What Prince George’s County, Maryland, lacks in fine dining, the business community will tell you it makes up for in red tape.
The permitting process in the county has long been a complaint, and past efforts at reform haven’t had the intended impact.
On Tuesday, a majority of the Prince George’s County Council announced a package of new bills that aims to make it easier to lure more restaurants to the county, and make it easier for county residents to open and operate their businesses where they live.
The first part of the introduced package is a resolution that would create a task force aimed at figuring out why the permitting process in the county is so much slower than anywhere else in the region.
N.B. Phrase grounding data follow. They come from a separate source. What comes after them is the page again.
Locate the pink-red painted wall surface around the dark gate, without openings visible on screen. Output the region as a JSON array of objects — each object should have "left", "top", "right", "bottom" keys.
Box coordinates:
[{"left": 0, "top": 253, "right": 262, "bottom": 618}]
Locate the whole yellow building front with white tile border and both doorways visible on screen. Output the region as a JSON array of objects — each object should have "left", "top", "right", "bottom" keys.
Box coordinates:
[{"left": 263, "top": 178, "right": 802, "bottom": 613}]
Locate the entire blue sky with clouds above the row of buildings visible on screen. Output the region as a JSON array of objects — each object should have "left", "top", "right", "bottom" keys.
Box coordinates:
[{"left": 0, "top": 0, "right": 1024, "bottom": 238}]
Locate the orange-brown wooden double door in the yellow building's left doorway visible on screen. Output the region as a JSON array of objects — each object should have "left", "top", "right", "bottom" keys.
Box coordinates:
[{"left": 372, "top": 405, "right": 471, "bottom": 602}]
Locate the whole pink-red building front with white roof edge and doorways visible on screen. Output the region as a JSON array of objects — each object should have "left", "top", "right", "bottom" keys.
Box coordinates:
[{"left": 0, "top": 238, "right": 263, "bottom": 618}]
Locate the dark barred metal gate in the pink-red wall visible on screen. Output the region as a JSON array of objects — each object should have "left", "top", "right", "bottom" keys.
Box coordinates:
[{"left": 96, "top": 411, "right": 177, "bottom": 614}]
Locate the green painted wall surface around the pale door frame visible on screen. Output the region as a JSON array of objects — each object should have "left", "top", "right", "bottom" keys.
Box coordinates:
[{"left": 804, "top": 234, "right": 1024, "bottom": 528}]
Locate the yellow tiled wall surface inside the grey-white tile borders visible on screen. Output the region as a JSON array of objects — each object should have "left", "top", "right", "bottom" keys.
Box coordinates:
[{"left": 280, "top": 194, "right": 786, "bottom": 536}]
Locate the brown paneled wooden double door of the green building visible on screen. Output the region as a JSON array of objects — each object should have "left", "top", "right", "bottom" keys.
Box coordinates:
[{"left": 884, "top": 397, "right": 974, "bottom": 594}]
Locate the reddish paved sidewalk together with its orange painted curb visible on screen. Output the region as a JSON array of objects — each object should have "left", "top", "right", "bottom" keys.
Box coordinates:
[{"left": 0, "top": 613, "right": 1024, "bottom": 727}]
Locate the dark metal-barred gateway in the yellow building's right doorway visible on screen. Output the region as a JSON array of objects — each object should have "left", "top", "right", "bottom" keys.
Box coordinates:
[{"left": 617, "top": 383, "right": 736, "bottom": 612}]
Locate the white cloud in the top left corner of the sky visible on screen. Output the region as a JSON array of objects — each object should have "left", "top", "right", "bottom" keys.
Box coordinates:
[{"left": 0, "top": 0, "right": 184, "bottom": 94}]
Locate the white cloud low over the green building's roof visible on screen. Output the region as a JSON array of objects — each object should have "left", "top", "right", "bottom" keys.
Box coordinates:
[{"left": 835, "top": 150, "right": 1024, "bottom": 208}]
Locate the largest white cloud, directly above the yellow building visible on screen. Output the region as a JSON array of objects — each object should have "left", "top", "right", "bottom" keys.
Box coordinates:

“One of the things that we hear all of the time is that we do it slower than everywhere else,” Council Chair Krystal Oriadha said. “But there’s a reality that we do want a fast process, but we don’t want a process that cuts out the community.”
The task force will be made up of residents and business interests in the hopes of finding ways to improve efficiency in that department. Oriadha said large-scale redevelopment projects at the site of Six Flags and the Commanders stadium in Landover are opportunities to go big that can’t be slowed down by red tape.
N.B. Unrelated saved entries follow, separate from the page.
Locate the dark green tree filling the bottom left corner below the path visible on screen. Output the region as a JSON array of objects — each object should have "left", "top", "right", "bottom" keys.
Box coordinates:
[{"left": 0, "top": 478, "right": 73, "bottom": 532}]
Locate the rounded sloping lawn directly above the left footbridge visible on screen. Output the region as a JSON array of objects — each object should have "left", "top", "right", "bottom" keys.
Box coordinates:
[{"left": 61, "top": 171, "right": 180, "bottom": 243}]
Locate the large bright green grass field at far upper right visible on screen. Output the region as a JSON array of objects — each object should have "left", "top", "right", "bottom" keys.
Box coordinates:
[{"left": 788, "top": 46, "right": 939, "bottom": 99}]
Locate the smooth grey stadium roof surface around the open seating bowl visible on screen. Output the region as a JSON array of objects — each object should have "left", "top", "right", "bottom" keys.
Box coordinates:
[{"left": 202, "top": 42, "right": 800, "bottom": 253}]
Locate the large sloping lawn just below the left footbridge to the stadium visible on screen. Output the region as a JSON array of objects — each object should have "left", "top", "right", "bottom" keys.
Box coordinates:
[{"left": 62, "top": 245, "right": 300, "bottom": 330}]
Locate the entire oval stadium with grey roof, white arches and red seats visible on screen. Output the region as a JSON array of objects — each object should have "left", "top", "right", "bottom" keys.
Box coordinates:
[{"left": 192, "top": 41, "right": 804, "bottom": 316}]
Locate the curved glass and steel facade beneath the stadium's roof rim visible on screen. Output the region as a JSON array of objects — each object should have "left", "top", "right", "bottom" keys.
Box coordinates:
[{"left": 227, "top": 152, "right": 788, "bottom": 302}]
“One of the things we hear all the time is, ‘It’s going to take us twice as long to develop a project here than it is in neighboring jurisdictions,’” she said.
“So part of what we’re doing right now is preparing for us to be competitive, to get the best possible projects when it comes to economic development.”
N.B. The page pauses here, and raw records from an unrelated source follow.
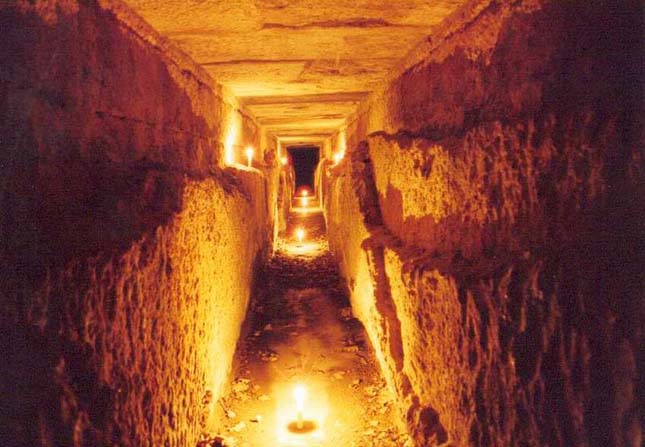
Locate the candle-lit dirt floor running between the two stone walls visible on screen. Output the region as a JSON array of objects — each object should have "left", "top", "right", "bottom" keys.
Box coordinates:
[{"left": 204, "top": 201, "right": 411, "bottom": 447}]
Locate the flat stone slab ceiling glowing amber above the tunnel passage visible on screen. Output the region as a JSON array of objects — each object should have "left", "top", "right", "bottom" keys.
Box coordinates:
[{"left": 126, "top": 0, "right": 464, "bottom": 141}]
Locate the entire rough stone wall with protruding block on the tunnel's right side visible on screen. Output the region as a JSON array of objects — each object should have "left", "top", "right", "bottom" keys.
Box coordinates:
[{"left": 326, "top": 1, "right": 645, "bottom": 446}]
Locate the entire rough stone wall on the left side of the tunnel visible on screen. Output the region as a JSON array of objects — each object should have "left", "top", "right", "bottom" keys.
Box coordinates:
[{"left": 0, "top": 0, "right": 271, "bottom": 447}]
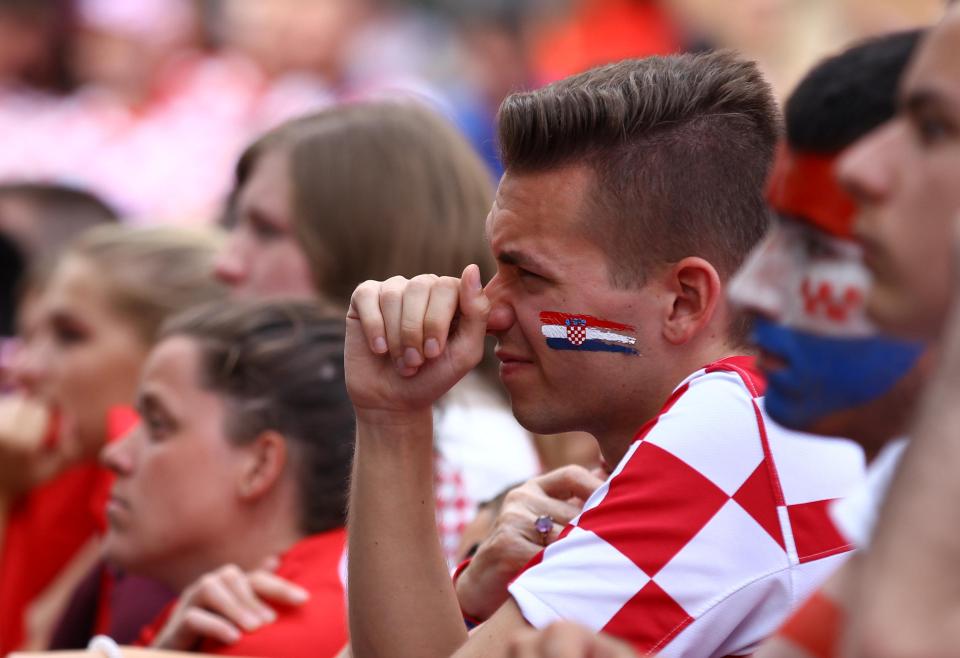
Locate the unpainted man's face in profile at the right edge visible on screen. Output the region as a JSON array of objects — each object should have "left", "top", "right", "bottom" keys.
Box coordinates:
[{"left": 839, "top": 8, "right": 960, "bottom": 338}]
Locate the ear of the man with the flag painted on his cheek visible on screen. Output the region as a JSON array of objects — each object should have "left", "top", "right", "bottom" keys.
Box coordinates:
[{"left": 663, "top": 256, "right": 724, "bottom": 345}]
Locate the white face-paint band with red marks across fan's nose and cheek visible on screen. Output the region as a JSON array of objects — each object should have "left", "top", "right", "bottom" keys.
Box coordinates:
[{"left": 729, "top": 219, "right": 876, "bottom": 337}]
Other bills aim to slash permitting fees for restaurants that have a dining room and provide more money from the Economic Development Incentive Fund to lure nice restaurants inside the Beltway.
“This is an area that wasn’t a priority for past leadership of the Economic Development Corporation,” Oriadha said.
“We lose so much revenue to Virginia and to D.C. around restaurants and entertainment. Then we look at our largest tax base, when it comes to commercial development, is the National Harbor. It’s in hospitality, entertainment, restaurants and so I think that we have to diversify what we focus on.”
Two other bills aim to bolster county-owned small businesses by giving them a 5% advantage on county contracts, and requiring 20% of all county government construction contracts to go to locally-owned and operated businesses.
“A lot of the complaints have been that our MBEs have the opportunity to be subcontractors, but they rarely have the opportunity to be prime contractors,” Oriadha said.
“So what we’re doing, for the first time, is looking at actual set asides percentage to evaluate our ability to move into allowing for us to see more Black and brown contractors as prime contractors here in the county.”
The bills were introduced Tuesday morning and passed an initial vote of the whole council later that afternoon.